Destiné principalement à maîtriser l’évolution des loyers dans les zones qui subissent un déséquilibre entre l’offre et la demande de logements ainsi qu’à lutter contre les pratiques abusives des bailleurs, le dispositif d’encadrement des loyers a été instauré à titre expérimental par la loi ELAN en 2018 puis prolongé jusqu’au 23 novembre 2026. Il a pour objet de plafonner le montant du loyer des baux d’habitation sur les territoires concernés ayant sollicité sa mise en œuvre et se cumule avec le mécanisme de plafonnement instauré par la loi ALUR en 2014 qui encadre les hausses de loyers entre deux locations et lors du renouvellement du bail dans la plupart des grandes métropoles.
S’il existe un consensus sur la nécessité d’atteindre l’objectif social d’équilibre dans les rapports locatifs, le dispositif d’encadrement fait pour autant l’objet de critiques par un certain nombre d’acteurs de l’immobilier qui considèrent que ses effets sont éloignés de cet objectif et fragilisent le marché du logement. En effet, il participe à décourager l’investissement locatif en raison notamment :
– d’un manque de lisibilité pour son exécution créant une insécurité juridique pour les bailleurs ;
– d’effets contre-productifs telle que la diminution des dépenses d’investissement engagées par les bailleurs, entraînant une dégradation des biens ;
– de la détérioration de la rentabilité des actifs concernés ayant pour conséquence l’évolution des stratégies patrimoniales d’investisseurs qui retirent leurs biens du parc locatif, accentuant la pénurie de logements, ou se tournent vers des usages alternatifs (location touristique, etc.).

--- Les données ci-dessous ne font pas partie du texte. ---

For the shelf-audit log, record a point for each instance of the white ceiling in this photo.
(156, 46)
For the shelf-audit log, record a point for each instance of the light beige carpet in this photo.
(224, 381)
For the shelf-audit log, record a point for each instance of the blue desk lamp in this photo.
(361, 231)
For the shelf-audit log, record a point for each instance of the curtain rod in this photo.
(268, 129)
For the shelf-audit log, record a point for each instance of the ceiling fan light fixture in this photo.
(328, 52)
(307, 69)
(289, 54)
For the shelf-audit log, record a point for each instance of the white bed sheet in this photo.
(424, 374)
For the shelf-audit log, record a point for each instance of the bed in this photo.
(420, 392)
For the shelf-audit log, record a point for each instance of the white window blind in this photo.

A l’approche du terme du dispositif d’encadrement, l’heure est au bilan afin de déterminer dans quelles conditions il pourrait être maintenu. Dans l’attente des conclusions de la mission d’évaluation confiée par le gouvernement à deux économistes attendues en mai 2026, les rapports d’acteurs publics et privés se multiplient et se contredisent. L’objectif immédiat visant à contenir les loyers serait atteint selon certaines données chiffrées, mais l’efficacité du dispositif d’encadrement n’est pas évidente à apprécier dans la mesure où divers facteurs participent à l’érosion du marché locatif privé (durcissement des conditions de crédit, pression fiscale, obligations en matière de performances énergétiques, etc.).
Sans attendre la remise du rapport de la mission d’évaluation, plusieurs propositions de loi visant à assurer la pérennisation du dispositif d’encadrement ont été déposées, dont une adoptée par l’Assemblée nationale le 11 décembre 2025, de manière prématurée selon l’avis du gouvernement.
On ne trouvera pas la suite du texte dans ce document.